Ghannouchi au cœur des critiques

La deuxième partie de cette plénière polémique était consacrée au dialogue sur la «diplomatie parlementaire», qui a rapidement pris la tournure d'une séance d'audition du président de l'Assemblée des représentants du peuple Rached Ghannouchi quant à ses derniers agissements concernant le dossier libyen. En effet, après avoir reçu un appel téléphonique du chef du Gouvernement d'union nationale libyen Fayez Al-Sarraj, durant lequel il l'a félicité pour la reprise d'une base militaire à Tripoli, Ghannouchi a été placé sous le feu des critiques. Et à la suite d'une séance houleuse, ayant démarré mercredi vers 23h30 et pris fin hier à 6h du matin, Rached Ghannouchi s'est dit compréhensif quant aux nombreuses critiques et accusations auxquelles il a fait face. Certains députés l'ont même accusé de vouloir appliquer des agendas et les plans de certains pays étrangers en Tunisie et en Libye.

Intervenant au terme de cette séance plénière, Rached Ghannouchi a indiqué qu'il a accepté «de son plein gré de tenir ce dialogue et avoir accueilli positivement les critiques qu'il considère comme des conseils». Ghannouchi a souligné, à cet égard, «l'importance du dialogue dans la résolution des litiges», mettant en garde contre «les tentatives menées par certaines parties pour transférer la guerre qui se déroule en Libye vers la Tunisie». Tout en rappelant la position officielle de la Tunisie favorable à un règlement politique pacifique interlibyen, Ghannouchi a affirmé la nécessité d'«approfondir davantage le concept de diplomatie parlementaire».

Quelle valeur pour une motion parlementaire ?

Cette motion qui a fait éclater polémique et divergences à l'hémicycle n'a en fait aucune valeur juridique. En effet, loin des tiraillements et acharnement politiques, il faut se pencher sur la valeur d'une telle motion de l'Assemblée des représentants du peuple en elle-même. En cas d'adoption par les députés, la motion n'a aucune valeur et ne bénéficiera d'aucun aspect contraignant, contrairement à une disposition légale. La motion de l'ARP n'engage, donc, aucun autre pouvoir, mais lorsqu'elle est adoptée, elle donne un signal clair à l'autorité à laquelle elle s'adresse, elle exprime simplement une position politique.

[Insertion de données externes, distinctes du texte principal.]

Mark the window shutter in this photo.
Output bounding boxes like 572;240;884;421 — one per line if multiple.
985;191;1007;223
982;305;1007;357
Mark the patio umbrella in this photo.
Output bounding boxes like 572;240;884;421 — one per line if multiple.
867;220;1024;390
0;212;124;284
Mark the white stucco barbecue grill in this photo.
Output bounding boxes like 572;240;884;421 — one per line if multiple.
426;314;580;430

Pourquoi donc elle a fait l'objet d'un brouhaha et d'une tension politique inédite sous le dôme de l'ARP ? En fait, la réponse à cette question réside dans une lecture de tout le paysage politique et notamment parlementaire qui a émergé à l'issue des élections de 2019. Outre le bas niveau de certains députés qui ont opté pour les insultes et les agressions verbale alors que la plénière était hautement médiatisée, elle révèle un éclatement et une désunion au cœur même des blocs parlementaires. Cet exercice périlleux a certes mis à nu, avant tout, la fébrilité de ce paysage parlementaire et l'indiscipline de certains députés au détriment des choix de leurs partis politiques. Elle révèle également une crise profonde au sein de la coalition gouvernementale dont les membres ont encore une fois fait preuve de disparité et n'ont pas unifié leurs positions. D'ailleurs, les détails du vote font état d'un grand effritement politique au sein de cette coalition dans la mesure où seul le parti Ennahdha était unanime à voter contre cette motion. Pour le reste des partis, certains ont voté pour, comme notamment Tahya Tounès, et d'autres ont vu leurs groupes parlementaires diverger, à l'instar du Courant démocratique et du Mouvement du peuple.

Force est de constater également que cette plénière qui marque un tournant dans le travail et les relations parlementaires de cette deuxième législature, a renfoncé les formes de polarisation politique en Tunisie, mettant les députés à rude épreuve devant le choix d'un camp et l'alignement sur certaines positions politiques et même idéologiques.